# Tarantula Enclosures.



## kingcobra070q (Dec 27, 2007)

Can I see pictures of your T set ups, any tarantulas I don't mind, I would just like to see either simple or creative set ups, be it arboreal, terrestrial or burrowing.

Cheers!


----------



## tenaciousace (Jan 25, 2010)

Couple of my Regalis enclosure. It's 3ft high 1ft square. Made it myself.


----------



## ch4dg (Jul 24, 2008)

THATS AN AWESOME T: victory:


----------



## pirez (May 3, 2009)

tenaciousace said:


> Couple of my Regalis enclosure. It's 3ft high 1ft square. Made it myself.
> image
> image
> image


 3 ft tall? God damn thats big!
Very nice enclosure and pokie!


----------



## kingcobra070q (Dec 27, 2007)

tenaciousace said:


> Couple of my Regalis enclosure. It's 3ft high 1ft square. Made it myself.
> image
> image
> image


Don't know why I asked this question, all its done is made me really bloody jealous lol! And I've only had one reply! 

That set up is amazing though, as for the tarantula, well that speaks for itself. Beautiful.

Cheers for that.


----------



## goliathmark (Nov 18, 2005)

pic of the spider room








all pokie enclosures are as the pics above which is awesome set up by the way:2thumb:


----------



## samhack (Jan 11, 2009)

tenaciousace said:


> Couple of my Regalis enclosure. It's 3ft high 1ft square. Made it myself.
> image
> image
> image


What adhesive did you use for the acrylic?

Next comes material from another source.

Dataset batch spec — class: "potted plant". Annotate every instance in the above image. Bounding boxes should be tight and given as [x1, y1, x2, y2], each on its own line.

Building some soon so looking for dome good stuff!!


----------



## vivalabam (Aug 8, 2010)

goliathmark said:


> pic of the spider room
> image
> all pokie enclosures are as the pics above which is awesome set up by the way:2thumb:
> 
> image


Wow that is seriously an amazing room. :mf_dribble:


----------



## tenaciousace (Jan 25, 2010)

3ft is tall but i wanted to make a large enclosure. Judging by the poop stains she is all over the tank i often spot her in different places.
The "adhesive" is a bonding agent it actually melts the joints together rather than sticking it together.
The T in pic is "Maya" I bought her off Mcluskyisms last year so credit to him for her bringing up.

Great spider room very organised and neat so not me


----------



## kingcobra070q (Dec 27, 2007)

goliathmark said:


> pic of the spider room
> image
> all pokie enclosures are as the pics above which is awesome set up by the way:2thumb:
> 
> image


Unbelievable. That is amazing, hopefully one of these days I'll be lucky enough to sort myself out seperate areas for snakes and T's!! lol

Very nice, looks so good.

Cheers.


----------



## jaykickboxer (Feb 11, 2008)

ive got loads more but i made all theses so im moving everything over to them


----------



## PT78 (Sep 5, 2010)

goliathmark said:


> pic of the spider room
> image
> all pokie enclosures are as the pics above which is awesome set up by the way:2thumb:
> 
> image


 
:2thumb:Wow GODDAM thats an amazing room that you have there! im jelous, very good mate !!! 1 day when i move into a bigger place i'll do something like that 2!!


----------



## crazyg (Feb 3, 2008)

jaykickboxer said:


> ive got loads more but i made all theses so im moving everything over to them
> image


how did u cut the perspex????


----------



## jaykickboxer (Feb 11, 2008)

crazyg said:


> how did u cut the perspex????


Band saw


----------